Most people deal with adults not taking their major seriously. However, this is so much worse for a ministry major. People don't think you can do it and they're constantly trying to get you to find a backup plan. What if you don't want a backup plan? What if you go through college facing these struggles anyway?

As a ministry student, you have to take a lot of classes with the same people. That's normal, right? However, at my school, there are only four classes specifically geared towards worship leadership. Almost everything else you have to take with this major is a music or ministry class. The problem with this is that both departments seem to be a little family and you're not invited. The first day of classes is like the family reunion where you're sitting in a corner like, "Hi, I'm socially awkward. How are you?"

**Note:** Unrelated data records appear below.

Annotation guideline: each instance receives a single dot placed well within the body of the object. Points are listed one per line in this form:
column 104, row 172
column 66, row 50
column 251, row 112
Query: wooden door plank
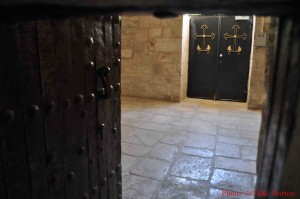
column 110, row 110
column 13, row 144
column 26, row 38
column 90, row 92
column 78, row 43
column 100, row 62
column 50, row 73
column 117, row 100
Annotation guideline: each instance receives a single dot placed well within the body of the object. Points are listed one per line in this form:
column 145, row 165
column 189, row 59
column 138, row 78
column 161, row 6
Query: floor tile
column 235, row 164
column 192, row 167
column 181, row 188
column 151, row 168
column 134, row 149
column 232, row 181
column 163, row 152
column 228, row 150
column 137, row 187
column 190, row 150
column 200, row 141
column 249, row 153
column 207, row 153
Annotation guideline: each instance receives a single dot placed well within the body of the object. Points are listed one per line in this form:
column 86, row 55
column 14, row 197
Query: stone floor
column 194, row 149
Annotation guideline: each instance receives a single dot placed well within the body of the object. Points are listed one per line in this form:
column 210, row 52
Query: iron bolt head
column 7, row 116
column 90, row 65
column 52, row 157
column 33, row 110
column 86, row 196
column 91, row 97
column 119, row 167
column 67, row 104
column 95, row 189
column 50, row 106
column 71, row 175
column 81, row 150
column 83, row 114
column 78, row 99
column 112, row 173
column 54, row 178
column 90, row 41
column 103, row 181
column 119, row 184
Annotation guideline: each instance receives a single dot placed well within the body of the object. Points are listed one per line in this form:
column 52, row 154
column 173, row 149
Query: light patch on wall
column 242, row 18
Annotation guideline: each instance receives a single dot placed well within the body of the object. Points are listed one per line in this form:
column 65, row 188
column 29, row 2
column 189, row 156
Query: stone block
column 140, row 46
column 149, row 22
column 164, row 57
column 141, row 35
column 130, row 21
column 151, row 168
column 126, row 53
column 168, row 44
column 155, row 32
column 167, row 32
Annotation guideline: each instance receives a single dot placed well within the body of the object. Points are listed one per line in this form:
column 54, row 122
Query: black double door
column 219, row 57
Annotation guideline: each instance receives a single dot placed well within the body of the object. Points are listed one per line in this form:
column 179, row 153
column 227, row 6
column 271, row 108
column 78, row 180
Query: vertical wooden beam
column 92, row 119
column 117, row 101
column 50, row 80
column 26, row 39
column 14, row 151
column 101, row 62
column 280, row 126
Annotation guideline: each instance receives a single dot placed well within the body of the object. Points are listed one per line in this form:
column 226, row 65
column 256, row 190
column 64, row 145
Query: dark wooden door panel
column 53, row 126
column 100, row 61
column 60, row 135
column 14, row 154
column 26, row 37
column 202, row 71
column 234, row 63
column 91, row 107
column 219, row 63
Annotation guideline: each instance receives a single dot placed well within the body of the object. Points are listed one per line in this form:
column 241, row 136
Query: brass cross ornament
column 235, row 49
column 203, row 47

None of your classes is in the same building. When most people get to their junior year, they are taking primarily classes for their major or minor. For example, I'm currently taking 17 credit hours and they consist of one music class, a Bible class that is comprised of mainly ministry students, and the rest are ministry classes. That makes it sound like most of my classes are in the same building right? Wrong. On a small campus, there are only so many buildings and so many classrooms. The ministry students get jilted on their space and have to share all of the academic buildings for classes. This means traveling across campus frequently. Good thing there's only ten minutes and no buses.

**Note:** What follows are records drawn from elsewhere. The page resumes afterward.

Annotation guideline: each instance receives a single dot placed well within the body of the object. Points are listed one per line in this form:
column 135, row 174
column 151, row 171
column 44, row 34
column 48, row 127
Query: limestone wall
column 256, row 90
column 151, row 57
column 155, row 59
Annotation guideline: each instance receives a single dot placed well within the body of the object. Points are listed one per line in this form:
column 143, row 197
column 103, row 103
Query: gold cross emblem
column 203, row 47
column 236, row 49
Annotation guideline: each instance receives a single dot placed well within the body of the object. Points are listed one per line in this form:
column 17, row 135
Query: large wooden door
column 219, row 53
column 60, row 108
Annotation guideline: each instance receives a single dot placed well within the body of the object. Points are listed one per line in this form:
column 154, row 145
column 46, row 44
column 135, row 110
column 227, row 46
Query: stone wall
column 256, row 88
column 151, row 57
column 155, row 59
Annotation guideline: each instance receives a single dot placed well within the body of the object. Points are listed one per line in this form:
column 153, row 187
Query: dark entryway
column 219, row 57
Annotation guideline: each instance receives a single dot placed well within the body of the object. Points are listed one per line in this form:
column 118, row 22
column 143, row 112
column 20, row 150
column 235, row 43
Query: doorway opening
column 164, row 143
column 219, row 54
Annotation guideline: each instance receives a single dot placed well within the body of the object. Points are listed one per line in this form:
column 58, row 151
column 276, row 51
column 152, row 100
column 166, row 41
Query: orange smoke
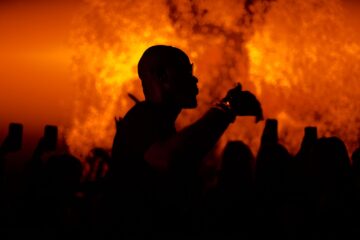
column 299, row 57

No one takes your major seriously, especially if you have a ministry minor. People are constantly saying things like, "What are you going to do with that," or "Wow, that's brave. I couldn't do that. You're brave." And, of course, the dreaded, "What will you do if that doesn't work? What's your backup plan? Shouldn't you have at least a business minor?" Gee, I don't know what I'm going to do, maybe work in a church, do ministry, and serve God? Maybe I don't need a back-up plan. Thanks, guys.

Not only do you have homework for days, as a music ministry major, you spend a good portion of time in the music building. All the people in the music department know you, and you spend so much time in the music building you feel like you never leave. Just the other day, the secretary for the music department and another student tried to find out if I had enough music credits for a minor. I don't. Not quite. But I'm close. Of course, we can't forget all those hours you spend in the practice rooms trying to hone your skills.

At the end of the day, you know it's worth it. All that time spent in the practice room just makes you a better musician. All those classes all around campus are worth it, even if it doesn't seem like it at the time. Even if it's zero degrees out and you have to trek across three feet of snow at 8 o'clock in the morning. Your perseverance and struggles will make you stronger in the end. People may not take you seriously, but you get to spend your life doing what God has called you to do.